3.02.2011

The Court Wields Its First Amendment Cudgel and Misses the Mark


Today the Court decided Snyder v. Phelps, the case about the Westboro Baptist Church's anti-gay picketing of military funerals. Snyder had won a jury verdict on intentional infliction of emotional distress (IIED), a relatively recently created tort that applies to conduct so "outrageous" that it goes beyond the bounds of what society finds acceptable. This was a tough case that pitted a First Amendment right to speak on matters of public concern against a non-public figure's right to privacy. The decision came down 8-1 on the side of the church, and I think their analysis misses the point. Strangely enough, and in a way that may destroy any ACLU cred I have, I find myself agreeing with Justice Alito in dissent, and those are not words I expected to find myself typing.
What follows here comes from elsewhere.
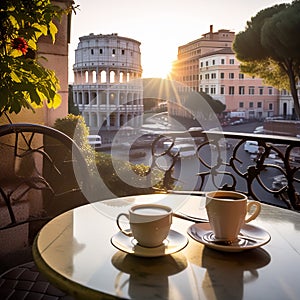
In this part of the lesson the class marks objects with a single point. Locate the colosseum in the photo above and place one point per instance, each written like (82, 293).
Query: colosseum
(108, 89)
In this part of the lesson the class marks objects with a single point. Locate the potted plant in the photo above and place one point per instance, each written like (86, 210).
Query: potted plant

Basically, here's the problem. IIED is a tort that can be triggered by speech. On that point, no one disagrees. Here's the definition of IIED from the Second Restatement of Torts: conduct which is "so outrageous in character, and so extreme in degree, as to go beyond all possible bounds of decency, and to be regarded as atrocious, and utterly intolerable in a civilized community." The Restatement also notes that "the distress must be 'so severe that no reasonable man could be expected to endure it." Well, the First Amendment has a doctrine called "fighting words," the first prong of which is words "which by their very utterance inflict injury." If an utterance is considered "fighting words," it receives no First Amendment protection--it's not even considered speech. So I join Justice Alito in asking: under what conception of fighting words does any speech so severe as to be considered IIED not fall? Think about it: the jury has already concluded, to the tune of $2.3 million, that the words did inflict injury. They're fighting words by definition.
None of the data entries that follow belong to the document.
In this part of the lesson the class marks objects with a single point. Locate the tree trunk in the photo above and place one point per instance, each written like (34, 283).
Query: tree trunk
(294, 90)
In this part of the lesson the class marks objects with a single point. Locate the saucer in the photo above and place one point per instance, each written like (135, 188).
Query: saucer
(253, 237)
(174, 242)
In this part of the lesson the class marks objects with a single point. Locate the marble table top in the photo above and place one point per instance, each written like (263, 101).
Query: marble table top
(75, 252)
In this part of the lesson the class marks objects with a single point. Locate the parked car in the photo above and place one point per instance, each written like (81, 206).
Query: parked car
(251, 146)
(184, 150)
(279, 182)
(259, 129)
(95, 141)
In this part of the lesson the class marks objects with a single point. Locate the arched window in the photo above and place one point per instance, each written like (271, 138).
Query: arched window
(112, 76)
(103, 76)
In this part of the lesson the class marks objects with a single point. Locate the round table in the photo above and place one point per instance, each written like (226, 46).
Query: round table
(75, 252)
So if the analysis had started there, as I think it should have, there is a presumption of no protection. But then you can ask whether there should be an exception for fighting words that are matters of public concern, which might be reasonable enough. We consider political speech important enough that even if it hurts or "severely distresses" people, we might make an exception to the exception. However, there's already a case on this point: R.A.V. v. City of St. Paul (1992), which I can't seem to find cited anywhere in this opinion or dissent. R.A.V. concerned a St. Paul ordinance that prohibited racist fighting words. Justice Scalia, for the majority, said that content and viewpoint discrimination even among unprotected fighting words was anathema to the First Amendment. This opinion really shook things up at the time, because it's not obvious - no protection should mean no protection, but even here, content discrimination is not allowed. Applying that rule to this case, the Court would be ignoring R.A.V. to make "matters of public concern" an exception to fighting words doctrine, which they simply can't do.
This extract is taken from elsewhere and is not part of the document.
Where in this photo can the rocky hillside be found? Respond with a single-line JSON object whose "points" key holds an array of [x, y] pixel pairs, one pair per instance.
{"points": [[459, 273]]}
I can understand how the Court came to the conclusion they did, trying to balance "speech" with "privacy," but by dismissing fighting words in footnote as they did, they turned the analysis on its head. I can also understand the view that these are not fighting words because they are mere hate speech, and the Court doesn't want to go there. (Ask me about that another time.) However, the court doesn't need to go there. We don't get to a balancing test because a jury said a while ago that the church's actions were injurious, and thus they are fighting words by definition. It could have been a very narrow holding on these grounds. Alas, the Court just got it wrong.

Update: I should add that I don't think "I hate that Church, but they should have a voice" is responsive to my argument at all. As Justice Alito points out:
Respondents and other members of their church have strong opinions on certain moral, religious, and political issues, and the First  Amendment ensures that they have almost limitless opportunities to express  their views. They may write and distribute books, articles, and other texts; they may create and disseminate video and audio recordings; they may circulate petitions; they may speak to individuals and groups in public forums and in any private venue that wishes to accommodate them; they may picket  peacefully in countless locations; they may appear on television and speak on the radio; they may post messages on the Internet and send out e-mails. And they may express their views in terms that are “uninhibited,” “vehement,” and “caustic.”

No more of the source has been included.